China: Bumpy ride off the peak – RBS
Harrison Hu, Research Analyst at RBS, suggests that July’s jolting economic data does NOT alter China’s cyclical position - ‘lacklustre swing’ off the peak.
Key Quotes
“The ‘sweet spot’ of March-April has passed, but real activities have remained steady since the beginning of Q2, helped by earlier stimulus.
- Industrial production still held up in July, while aggregate demand deteriorated. July’s IP growth edged down from 6.2%y/y previously to 6.0%y/y, but with slightly faster m/m growth (from 0.50% previously to 0.52%). In contrast, nominal fixed investment (FAI) growth slid sharply from 7.4%y/y previously to 3.9%y/y in July, and likely contracted in real GDP terms according to our estimation. This is compounded by softer real retail sales (from 10.3%y/y to 9.8%y/y) and real export volume (from 3.7%y/y to 1.4%y/y).
- Underlying the softer demand is fading momentum of property and infrastructure activities. Property sales and new starts accelerated slightly in July (19%y/y and 8%y/y respectively), though at a weaker pace than H1’16 (28%y/y and 15%y/y respectively) and seasonally adjusted absolute levels have plateaued off. Property investment slowed visibly as well from 3.5%y/y previously to 1.4%y/y. Meanwhile, infrastructure investment also stumbled from 22%y/y previously to 12%y/y in July. We see the downtrend of property and infrastructure is now well established.
- New credit stumbled in July, though likely exaggerating the fluctuations of demand. We estimate new credit to non-financial sectors (TSF excluding equity plus government bond) almost halved from the same period last year, leading to a plunge in credit impulse (new credit as % of nominal GDP) and dragging down overall credit growth from 17%y/y previously to 16.4%y/y. To some extent, this reflects fading demand from the real economy (i.e. property and infrastructure) from stimulus being tapered.
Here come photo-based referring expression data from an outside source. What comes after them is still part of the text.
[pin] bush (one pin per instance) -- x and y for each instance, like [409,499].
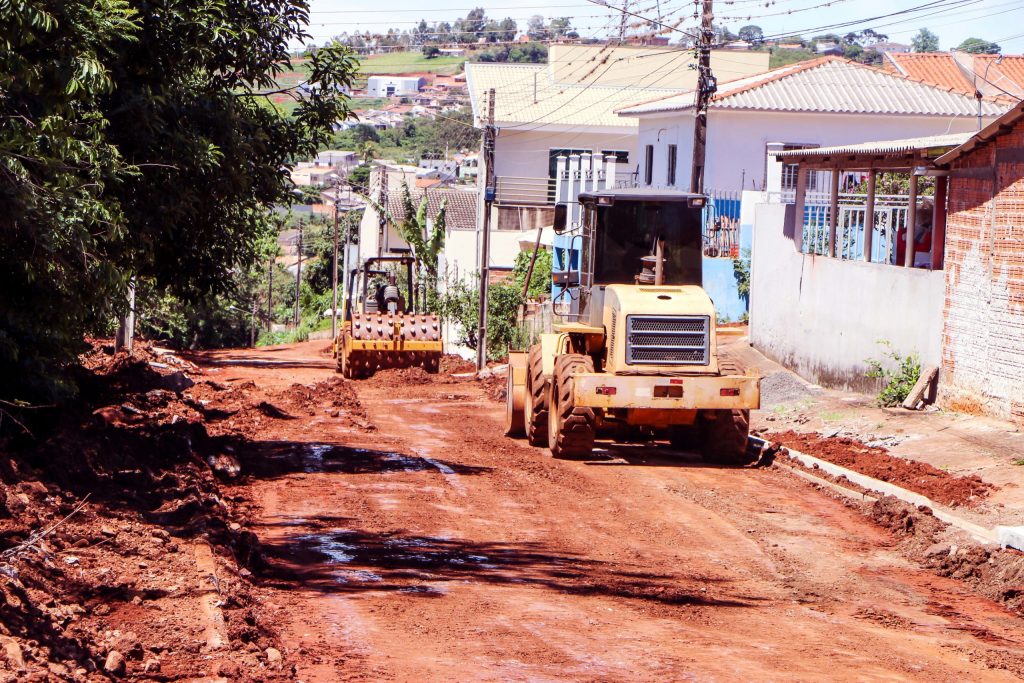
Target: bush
[896,383]
[459,304]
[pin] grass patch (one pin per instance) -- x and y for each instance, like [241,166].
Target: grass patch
[397,62]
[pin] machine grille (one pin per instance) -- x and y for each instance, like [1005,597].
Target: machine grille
[668,340]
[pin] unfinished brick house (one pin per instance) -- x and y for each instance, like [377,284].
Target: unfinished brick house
[834,272]
[983,329]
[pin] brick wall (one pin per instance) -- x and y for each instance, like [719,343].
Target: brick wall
[983,333]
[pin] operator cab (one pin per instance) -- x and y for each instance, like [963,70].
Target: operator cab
[633,237]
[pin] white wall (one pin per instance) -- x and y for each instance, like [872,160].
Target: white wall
[736,139]
[403,85]
[524,154]
[822,317]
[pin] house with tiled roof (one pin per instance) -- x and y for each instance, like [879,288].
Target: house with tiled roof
[818,102]
[378,235]
[990,75]
[569,103]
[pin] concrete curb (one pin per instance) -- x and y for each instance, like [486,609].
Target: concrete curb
[1007,537]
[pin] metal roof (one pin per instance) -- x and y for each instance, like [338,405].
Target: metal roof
[880,147]
[645,194]
[585,85]
[832,85]
[986,134]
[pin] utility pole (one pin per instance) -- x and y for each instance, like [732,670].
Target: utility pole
[126,330]
[298,273]
[624,22]
[488,199]
[706,89]
[334,267]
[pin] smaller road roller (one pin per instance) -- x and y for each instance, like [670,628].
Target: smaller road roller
[380,327]
[637,356]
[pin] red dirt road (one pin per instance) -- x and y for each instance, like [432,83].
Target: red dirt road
[435,549]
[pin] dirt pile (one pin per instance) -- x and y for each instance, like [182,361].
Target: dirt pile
[996,573]
[456,365]
[876,462]
[121,554]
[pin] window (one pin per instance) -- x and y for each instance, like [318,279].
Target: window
[672,166]
[622,157]
[790,170]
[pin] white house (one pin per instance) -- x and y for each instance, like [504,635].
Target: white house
[823,101]
[393,86]
[568,107]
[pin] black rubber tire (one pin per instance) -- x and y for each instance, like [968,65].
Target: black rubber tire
[536,409]
[570,428]
[432,364]
[724,436]
[684,437]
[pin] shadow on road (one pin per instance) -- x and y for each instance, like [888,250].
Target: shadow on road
[357,561]
[274,459]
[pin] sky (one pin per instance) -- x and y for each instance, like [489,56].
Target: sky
[952,20]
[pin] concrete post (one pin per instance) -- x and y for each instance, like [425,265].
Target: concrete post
[609,172]
[573,189]
[834,212]
[911,221]
[872,178]
[561,180]
[801,199]
[939,223]
[773,168]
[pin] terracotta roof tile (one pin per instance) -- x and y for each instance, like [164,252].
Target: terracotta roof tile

But local governments’ faster debt repayment on tightened discipline has also removed the froth in credit expansion.
Larger downward pressures may materialize towards the end of this year:
- Slowing property sales should have significantly depressed new property construction and investment going into Q4.
- The intensive release of infrastructure projects late 2015 - early 2016 should have run its course by end of this year.
With key leading variables (e.g. property, credit, new investment projects) all rolling over, our leading index of China IP has already peaked, pointing to more weakness in Q4.
Policymakers, staying on the side-lines now, may ramp up supports in Q4, though major easing is not on the horizon. Although downward pressures are accumulating on the demand side with property market cooling down and the binge in infrastructure investment fading, production growth has remained steady along the desired ‘L-shaped’ trajectory. This should keep Chinese policymakers on the side-lines for now, saving policy options for more adverse scenario.
We expect modest and targeted policy supports to come in Q4, when downward pressures intensify. These may include:
- Bringing forward some new infrastructure projects;
- Allowing 2016 fiscal deficit to exceed target (3% of GDP);
- The PBoC lowering MLF and PSL operation rates, with larger volume of liquidity injections;
- Targeted RRR cuts to support reconstruction of flooding areas, restructuring of over-capacity industries, etc.
However, with property and infrastructure activity already stimulated during the past year, we see no room for another round of full-blown easing in the coming year.
Taking into account both the underlying momentum of the economy and likely policy response, we expect real GDP growth to stay flat at 6.7%y/y in Q3, before moderating to 6.6%y/y in Q4.
Yuan’s stability period may extend till October. After another stress test during June-early July, the CNY has stabilized against USD and against its baskets, as (1) the market has believed that the PBoC will cap USDCNY at or below 6.70 in the short term; (2) the PBoC has been resisting pressures for additional monetary easing; (3) the dollar has softened again across the board since July. We think Chinese policymakers may want to safeguard the yuan’s stability period till October, when the currency will be formally included in SDR.
Nevertheless, we see the yuan’s stress on the rise towards end of this year. We see the yuan’s underlying depreciation pressures remaining intact, and the currency will likely face rising stress towards end of the year, on faltering domestic growth, heightened domestic financial risk, and likely intensifying external stress. We continue to expect the yuan to trade to 6.80 against the dollar by end of this year.”